The broad objectives of the “IndLinux Society” (?) were already discussed and agreed upon. So moving forward the thing to consider for IndLinux might be how to create a “stack of applications” on top of the in-progress localised desktop and move towards solving issues that are not being currently addressed by various upstream projects and distributions. These could relate to fonts and specifications, publishing/DTP, spellcheckers and word corpora (collaboration with existing bodies who have the work done and releasing them under appropriate licenses), OCR, AT-SPI bits. All these are sub-projects which have to be mapped to the objectives and then further on made more granular through task-based breakup and milestones. Milestone creation would allow the tracking of the project and arriving at a conclusion on the success or failure of the projects. Additionally, it would also equip IndLinux once the “body” is formed to participate into a Summer of Code like program and offer projects based on these goals.
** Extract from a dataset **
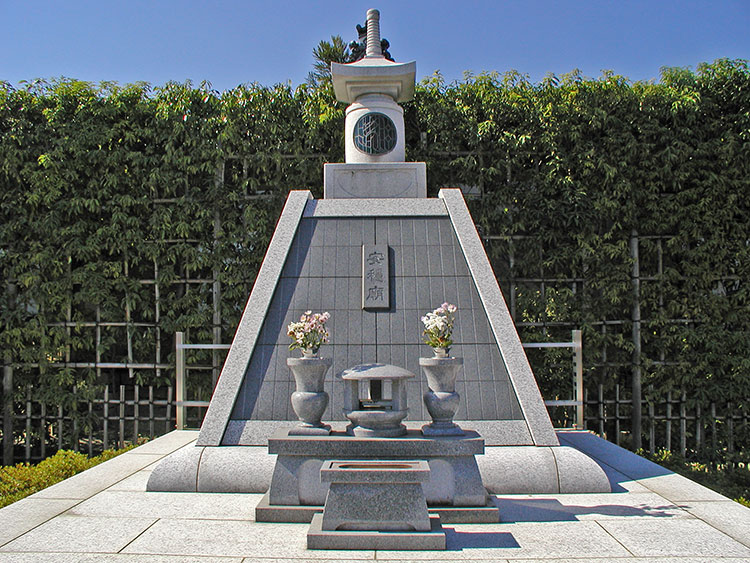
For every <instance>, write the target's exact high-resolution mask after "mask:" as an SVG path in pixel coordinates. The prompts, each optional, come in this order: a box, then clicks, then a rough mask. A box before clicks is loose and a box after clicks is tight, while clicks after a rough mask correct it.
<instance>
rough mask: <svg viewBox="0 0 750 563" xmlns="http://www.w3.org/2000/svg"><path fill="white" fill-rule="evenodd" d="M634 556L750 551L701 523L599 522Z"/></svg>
mask: <svg viewBox="0 0 750 563" xmlns="http://www.w3.org/2000/svg"><path fill="white" fill-rule="evenodd" d="M598 524H599V525H600V526H601V527H602V528H604V529H605V530H607V532H609V533H610V534H612V536H613V537H614V538H616V539H617V541H619V542H620V543H621V544H622V545H624V546H625V547H626V548H627V549H628V550H629V551H630V552H631V553H632V554H633V555H636V556H639V557H643V556H652V557H678V556H685V557H688V556H703V557H712V556H713V555H714V554H718V553H720V554H722V555H729V556H733V557H745V558H747V559H748V560H750V548H749V547H747V546H745V545H742V544H741V543H739V542H737V541H735V540H733V539H732V538H730V537H729V536H728V535H726V534H724V533H723V532H720V531H719V530H717V529H716V528H714V527H713V526H710V525H709V524H707V523H706V522H703V521H702V520H698V519H693V520H650V521H644V520H639V521H629V520H609V521H601V522H599V523H598Z"/></svg>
Additionally, it would be a good time to look for staffing the project with the main aim of putting in place a metrics based system. The immediate need would be for the following: Project Manager (initially also someone who can coordinate with the companies doing Indic in India), Community Engineer (in order to get more developers to commit code) and a Server Administrator. Given the broad objectives of the project all the 3 positions should be made accountable to the project and these should be paid positions with remunerations in place. At this stage it may seem funny (or even nonsensical) to be talking about staffing and monies, but it would help a lot to be prepared and be aware of what the scaling up would require and mean.

As regards a legal body and the form it can take I’d rather say one starts looking at these folks. It is a working model that provides a good public private collaboration and if it works for them there’s no reason why it should not work for IndLinux.